There was a very intriguing, highly acclaimed book I read a few years ago called Why the Dreyfus Affair Matters, published by Yale University Press and written by the lawyer Louis Begley. It's an engaging, page-turning, legal look into the details of the famous trial that sent a brilliant Jewish artillery officer to life imprisonment on Devil's Island for a crime of treason he did not commit. One issue I remember, however, was a discussion of the enormous role of the press of the time in the outcome of this historically important affair. The constant publication of anti-Semitic material in newspapers and elsewhere was what permitted French Society to accept the clearly flawed legal case (and even the triers to believe it themselves). And of course this would persist for fifty years ... in France and elsewhere in Europe until ... well, we know the outcome.

We are free to speak our own words, but outlets such as YouTube (owned by Google) have a responsibility to abide by their own Terms of Service, which state:

You will not submit falsehoods or misrepresentations that could damage YouTube or any third party.
You will also not submit any material which is obscene, defamatory or otherwise objectionable, or unlawful.

If we don't speak out against defamatory, false, and objectionable material forcefully, we bear the responsibility of its consequences ... no matter how irrational those consequences may be.

ProgressiveProfessor

(22,144 posts)
5. Actually there are a number of screeds demanding those involved be prosecuted, deported, etc
Sun Sep 16, 2012, 11:45 AM
Sep 2012

I don't see anyone defending its content or the emerging list of those who were involved

RichGirl

(4,119 posts)
7. People are always demanding...
Sun Sep 16, 2012, 01:22 PM
Sep 2012

As it stands, no one of authority has called for arrest or deportation.

If they are prosecuted, keep in mind, our laws are organic. Often certain extremes cases can be used to tweek a law to be more in keeping with the current situation. No internet, 24 hour news or YouTube when it was written.
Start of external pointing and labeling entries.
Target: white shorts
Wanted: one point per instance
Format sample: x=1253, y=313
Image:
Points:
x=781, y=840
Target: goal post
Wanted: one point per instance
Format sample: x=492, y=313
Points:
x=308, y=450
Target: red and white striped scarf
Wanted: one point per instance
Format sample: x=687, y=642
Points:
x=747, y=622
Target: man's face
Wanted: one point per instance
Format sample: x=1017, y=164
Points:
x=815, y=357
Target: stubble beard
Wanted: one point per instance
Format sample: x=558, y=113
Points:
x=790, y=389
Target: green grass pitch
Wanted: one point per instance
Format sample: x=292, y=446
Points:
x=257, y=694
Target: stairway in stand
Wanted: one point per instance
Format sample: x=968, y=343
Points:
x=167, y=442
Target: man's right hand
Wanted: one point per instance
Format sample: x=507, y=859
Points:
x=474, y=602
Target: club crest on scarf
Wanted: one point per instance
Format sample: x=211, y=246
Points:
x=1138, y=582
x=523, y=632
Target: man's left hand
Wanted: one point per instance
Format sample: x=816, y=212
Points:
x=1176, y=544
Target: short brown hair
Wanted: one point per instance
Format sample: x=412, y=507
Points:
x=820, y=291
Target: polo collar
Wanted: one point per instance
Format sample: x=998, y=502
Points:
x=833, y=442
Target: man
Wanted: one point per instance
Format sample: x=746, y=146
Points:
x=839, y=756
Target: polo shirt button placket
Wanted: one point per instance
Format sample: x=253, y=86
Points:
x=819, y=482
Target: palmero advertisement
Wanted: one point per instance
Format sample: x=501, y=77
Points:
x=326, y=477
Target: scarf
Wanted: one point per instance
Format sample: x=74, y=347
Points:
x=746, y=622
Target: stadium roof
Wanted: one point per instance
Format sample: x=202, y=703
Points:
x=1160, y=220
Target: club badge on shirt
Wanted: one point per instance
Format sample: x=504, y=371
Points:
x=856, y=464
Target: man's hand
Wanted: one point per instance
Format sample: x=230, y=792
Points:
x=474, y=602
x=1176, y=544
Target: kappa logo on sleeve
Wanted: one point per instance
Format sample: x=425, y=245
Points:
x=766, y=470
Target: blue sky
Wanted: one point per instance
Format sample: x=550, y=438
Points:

(Sure would be nice if they tweeked the 2nd Ammendment, since it was established for muskets which took five minutes to load, not automatic weapons....)

ProgressiveProfessor

(22,144 posts)
8. I fully expect the bubba on parole to have it revoked...and some of those baying
Sun Sep 16, 2012, 02:04 PM
Sep 2012

for blood are media types (Bill Press for example) so its getting support from more than some of the DU posters.


Note a musket could be fired 4 times a minute by an experienced user...I've done in in 20 seconds myself.